The following is a guest post by Nancy Lovas, Library Technician at The John W. Kluge Center.
For the past six months, I’ve been able to tell people that I work in The John W. Kluge Center at the Library of Congress. This statement is invariably followed by two questions: “What is the Kluge Center?” and “What do you do there?” The former is answered quite nicely here, and I will take the following space to answer the second.
As a program assistant for the Baruch S. Blumberg NASA/Library of Congress Chair in Astrobiology, I help with administrative aspects of the program. I take notes during important meetings, set up and attend the astrobiology lectures and symposia, communicate with program participants, and generally make myself useful doing odd bits that pop up. I’ve been learning, too. At September’s astrobiology symposium, I learned that you needn’t be a scientist to find value in astrobiology as a discipline (Read: why astrobiology matters to the humanities). While assisting with tasks in connection with the selection of the next chair, I’ve learned how a scientist’s ideas can be reshaped by input from philosophers and theologians, and vice versa. From being a part of this program, my eyes have been opened to the benefits of interdisciplinary conversation done well and my mind has stretched in the effort to grasp the concepts studied by our first two astrobiology chairs, Dr. David Grinspoon and Dr. Steven Dick.
When my time is not filled with astrobiology, I’m a one-woman welcoming committee to the Kluge Center. I sit at my open desk at the entrance to the Center and greet visitors, help scholars, and work on numerous projects. Recently, I’ve immersed myself in the history of the Center and its past scholars, as we prepare for a celebration of our 15th anniversary. I was excited when I realized that I had an academic link to Dr. Mark Noll, who was the 2004 Cary and Ann Maguire Chair in Ethics and American History and has sat on the Library’s Scholars Council since 2010. Dr. Noll’s book “God and Race in American Politics” was a text in one of my American government classes. The book piqued my interest and provoked interesting class discussions. I enjoyed it so much that I managed to write Dr. Noll and tell him. I didn’t expect to receive a response, so opening my email account one afternoon to a short message was a happy surprise. (I searched back through my archived messages for the exchange, but alas! it must have been automatically deleted.)

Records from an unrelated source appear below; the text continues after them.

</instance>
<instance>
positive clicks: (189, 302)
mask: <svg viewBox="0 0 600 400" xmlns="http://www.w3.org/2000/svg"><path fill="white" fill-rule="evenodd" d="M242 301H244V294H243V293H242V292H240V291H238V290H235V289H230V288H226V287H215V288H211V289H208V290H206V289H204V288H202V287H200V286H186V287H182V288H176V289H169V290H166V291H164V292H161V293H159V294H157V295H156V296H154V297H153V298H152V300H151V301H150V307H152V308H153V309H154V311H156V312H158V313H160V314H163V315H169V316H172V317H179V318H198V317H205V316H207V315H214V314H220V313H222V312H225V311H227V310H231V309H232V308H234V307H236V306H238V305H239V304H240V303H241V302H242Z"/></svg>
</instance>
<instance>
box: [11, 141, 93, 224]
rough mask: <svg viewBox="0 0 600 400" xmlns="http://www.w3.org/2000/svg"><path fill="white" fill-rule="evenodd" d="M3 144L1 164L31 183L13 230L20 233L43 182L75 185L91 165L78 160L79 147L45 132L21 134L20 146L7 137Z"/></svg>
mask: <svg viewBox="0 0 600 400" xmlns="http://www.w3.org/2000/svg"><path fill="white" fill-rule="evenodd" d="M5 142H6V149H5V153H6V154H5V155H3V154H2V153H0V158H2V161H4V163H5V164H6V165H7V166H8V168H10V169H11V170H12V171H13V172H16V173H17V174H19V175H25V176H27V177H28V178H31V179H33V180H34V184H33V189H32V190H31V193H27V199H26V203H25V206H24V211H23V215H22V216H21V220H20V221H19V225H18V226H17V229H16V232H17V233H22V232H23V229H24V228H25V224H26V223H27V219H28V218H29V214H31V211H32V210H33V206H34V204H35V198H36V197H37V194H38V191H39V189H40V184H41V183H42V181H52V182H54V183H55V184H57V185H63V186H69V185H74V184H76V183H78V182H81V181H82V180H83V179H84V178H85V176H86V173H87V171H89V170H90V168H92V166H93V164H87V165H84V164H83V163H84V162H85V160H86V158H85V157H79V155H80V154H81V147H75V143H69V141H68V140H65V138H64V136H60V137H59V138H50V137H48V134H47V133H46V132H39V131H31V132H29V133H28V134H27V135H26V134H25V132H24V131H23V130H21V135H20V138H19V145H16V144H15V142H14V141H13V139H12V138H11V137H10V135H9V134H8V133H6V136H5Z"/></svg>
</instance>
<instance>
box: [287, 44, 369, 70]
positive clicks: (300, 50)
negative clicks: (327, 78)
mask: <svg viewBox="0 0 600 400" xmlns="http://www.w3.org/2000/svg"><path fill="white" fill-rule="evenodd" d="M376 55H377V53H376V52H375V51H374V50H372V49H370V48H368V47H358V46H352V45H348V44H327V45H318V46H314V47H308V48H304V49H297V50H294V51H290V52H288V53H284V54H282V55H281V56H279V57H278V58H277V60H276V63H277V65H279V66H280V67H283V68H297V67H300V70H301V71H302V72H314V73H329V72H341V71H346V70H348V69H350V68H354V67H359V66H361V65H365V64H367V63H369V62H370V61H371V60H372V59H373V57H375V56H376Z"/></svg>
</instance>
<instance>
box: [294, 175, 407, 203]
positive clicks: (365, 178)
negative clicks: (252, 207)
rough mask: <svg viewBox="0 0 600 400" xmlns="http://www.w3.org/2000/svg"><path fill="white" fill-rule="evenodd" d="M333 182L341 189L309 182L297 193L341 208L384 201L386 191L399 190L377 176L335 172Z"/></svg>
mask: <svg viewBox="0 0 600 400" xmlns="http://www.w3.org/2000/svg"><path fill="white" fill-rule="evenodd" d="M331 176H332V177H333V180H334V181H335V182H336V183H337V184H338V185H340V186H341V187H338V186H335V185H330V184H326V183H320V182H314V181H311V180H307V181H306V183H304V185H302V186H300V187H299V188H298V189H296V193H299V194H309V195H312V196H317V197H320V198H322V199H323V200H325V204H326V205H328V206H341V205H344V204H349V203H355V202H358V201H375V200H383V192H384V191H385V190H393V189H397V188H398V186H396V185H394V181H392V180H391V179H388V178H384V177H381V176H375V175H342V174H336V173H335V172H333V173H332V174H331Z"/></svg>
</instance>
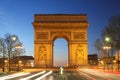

Now that I’ve gotten to know the people here, my co-workers and the scholars, I’m not surprised in the least that Dr. Noll is connected to the Center. That is, the Kluge Center attracts intelligent, hard-working folks who research and write on impressive topics, and who are also kind, friendly individuals. I’m happy to be here: on the one hand, surrounded by opportunities to learn about new things; on the other hand, privileged to participate in this scholarly community populated by people like Dr. Noll who share their knowledge and take time to talk about it.